Statenvertaling

Jesaja 51:13-21 Statenvertaling (SV1750)

13. En vergeet den HEERE, Die u gemaakt heeft, Die de hemelen heeft uitgebreid, en de aarde gegrond heeft, en vreest geduriglijk den gansen dag, vanwege de grimmigheid des benauwers, wanneer hij zich bereidt om te verderven?

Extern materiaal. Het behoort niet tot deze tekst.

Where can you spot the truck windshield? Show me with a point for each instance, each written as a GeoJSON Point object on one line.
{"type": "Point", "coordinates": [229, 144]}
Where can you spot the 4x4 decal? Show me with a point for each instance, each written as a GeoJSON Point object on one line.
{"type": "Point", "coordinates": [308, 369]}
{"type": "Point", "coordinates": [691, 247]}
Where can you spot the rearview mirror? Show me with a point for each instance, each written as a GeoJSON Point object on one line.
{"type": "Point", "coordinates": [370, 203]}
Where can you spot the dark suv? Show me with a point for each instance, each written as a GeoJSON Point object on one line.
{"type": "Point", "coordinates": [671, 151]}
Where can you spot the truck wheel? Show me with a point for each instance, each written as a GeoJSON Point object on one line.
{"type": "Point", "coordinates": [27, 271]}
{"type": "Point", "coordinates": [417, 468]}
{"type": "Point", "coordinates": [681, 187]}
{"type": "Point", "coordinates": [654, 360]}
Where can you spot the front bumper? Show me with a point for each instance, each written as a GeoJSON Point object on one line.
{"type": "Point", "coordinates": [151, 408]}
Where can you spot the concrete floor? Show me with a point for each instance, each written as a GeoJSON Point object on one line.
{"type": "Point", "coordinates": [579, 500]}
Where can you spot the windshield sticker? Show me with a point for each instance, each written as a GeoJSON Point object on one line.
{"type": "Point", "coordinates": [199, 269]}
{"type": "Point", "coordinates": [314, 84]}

Waar is dan de grimmigheid des benauwers?

14. De omzwevende gevangene zal haastelijk los gelaten worden; en hij zal in den kuil niet sterven, en zijn brood zal hem niet ontbreken.

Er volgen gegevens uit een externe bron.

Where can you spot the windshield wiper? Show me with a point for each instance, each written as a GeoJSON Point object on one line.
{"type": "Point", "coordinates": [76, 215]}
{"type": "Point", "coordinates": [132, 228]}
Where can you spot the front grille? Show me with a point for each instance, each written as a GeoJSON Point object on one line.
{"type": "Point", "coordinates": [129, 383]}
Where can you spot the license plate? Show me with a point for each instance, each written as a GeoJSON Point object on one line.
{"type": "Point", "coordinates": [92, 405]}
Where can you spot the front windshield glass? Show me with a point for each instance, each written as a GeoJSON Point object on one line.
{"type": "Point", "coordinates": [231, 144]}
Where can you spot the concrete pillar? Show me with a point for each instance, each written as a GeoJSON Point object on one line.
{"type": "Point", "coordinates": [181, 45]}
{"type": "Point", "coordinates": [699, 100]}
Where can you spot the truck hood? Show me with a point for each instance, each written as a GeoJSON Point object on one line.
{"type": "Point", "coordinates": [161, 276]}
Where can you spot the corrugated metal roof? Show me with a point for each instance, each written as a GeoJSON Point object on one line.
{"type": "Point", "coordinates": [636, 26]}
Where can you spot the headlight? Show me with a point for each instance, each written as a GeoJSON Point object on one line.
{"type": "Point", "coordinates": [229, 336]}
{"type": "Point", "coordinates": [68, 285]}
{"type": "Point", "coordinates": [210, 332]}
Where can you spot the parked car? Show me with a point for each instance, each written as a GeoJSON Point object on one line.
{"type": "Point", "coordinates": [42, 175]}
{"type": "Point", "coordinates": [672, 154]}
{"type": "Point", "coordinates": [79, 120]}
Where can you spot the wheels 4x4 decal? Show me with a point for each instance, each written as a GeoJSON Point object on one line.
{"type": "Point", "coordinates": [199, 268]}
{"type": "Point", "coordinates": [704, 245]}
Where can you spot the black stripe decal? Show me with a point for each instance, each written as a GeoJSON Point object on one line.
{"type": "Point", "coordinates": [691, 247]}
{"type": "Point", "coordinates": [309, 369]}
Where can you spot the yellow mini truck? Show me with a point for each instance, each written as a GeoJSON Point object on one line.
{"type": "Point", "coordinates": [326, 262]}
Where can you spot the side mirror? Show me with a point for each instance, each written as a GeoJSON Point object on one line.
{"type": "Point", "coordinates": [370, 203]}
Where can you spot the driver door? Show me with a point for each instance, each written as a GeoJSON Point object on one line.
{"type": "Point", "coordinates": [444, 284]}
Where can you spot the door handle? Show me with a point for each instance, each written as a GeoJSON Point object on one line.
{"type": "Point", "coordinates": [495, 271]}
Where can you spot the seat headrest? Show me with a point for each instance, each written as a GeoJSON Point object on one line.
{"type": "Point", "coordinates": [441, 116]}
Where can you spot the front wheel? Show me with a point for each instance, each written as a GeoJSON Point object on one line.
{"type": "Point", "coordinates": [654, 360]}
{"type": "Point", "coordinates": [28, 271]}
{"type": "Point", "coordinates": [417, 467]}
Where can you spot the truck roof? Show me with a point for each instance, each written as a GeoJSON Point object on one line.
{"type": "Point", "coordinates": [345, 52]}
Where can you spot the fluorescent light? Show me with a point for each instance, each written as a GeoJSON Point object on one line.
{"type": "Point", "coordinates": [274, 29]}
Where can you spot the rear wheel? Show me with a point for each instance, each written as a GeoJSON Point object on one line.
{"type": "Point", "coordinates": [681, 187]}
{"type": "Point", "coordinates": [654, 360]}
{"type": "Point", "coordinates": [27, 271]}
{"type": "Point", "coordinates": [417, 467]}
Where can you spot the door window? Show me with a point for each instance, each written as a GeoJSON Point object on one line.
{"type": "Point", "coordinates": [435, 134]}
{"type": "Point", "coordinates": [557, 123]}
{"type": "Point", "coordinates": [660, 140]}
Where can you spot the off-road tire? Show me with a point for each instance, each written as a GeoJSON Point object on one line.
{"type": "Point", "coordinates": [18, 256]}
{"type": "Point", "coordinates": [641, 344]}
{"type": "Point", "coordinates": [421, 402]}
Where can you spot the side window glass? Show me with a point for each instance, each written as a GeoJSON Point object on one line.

15. Want Ik ben de HEERE, uw God, Die de zee klieft, dat haar golven bruisen; HEERE der heirscharen is Zijn Naam.

16. En Ik leg Mijn woorden in uw mond, en bedek u onder de schaduw Mijner hand; om den hemel te planten, en om de aarde te gronden, en om te zeggen tot Sion: Gij zijt Mijn volk.

17. Waak op, waak op, sta op, Jeruzalem! gij, die gedronken hebt van de hand des HEEREN den beker Zijner grimmigheid; den droesem van den beker der zwijmeling hebt gij gedronken, ja, uitgezogen.

18. Er is niemand van al de kinderen, die zij gebaard heeft, die haar zachtjes leidt; en niemand van al de kinderen, die zij opgevoed heeft, die haar bij de hand grijpt.

19. Deze twee dingen zijn u wedervaren, wie heeft medelijden met u? Er is verwoesting, en verbreking, en honger, en zwaard, door wien zal Ik u troosten?

20. Uw kinderen zijn in bezwijming gevallen, zij liggen vooraan op alle straten, gelijk een wilde os in het net; zij zijn vol van de grimmigheid des HEEREN, van de schelding uws Gods.

21. Daarom hoort nu dit, gij bedrukten! en gij dronkenen, maar niet van wijn!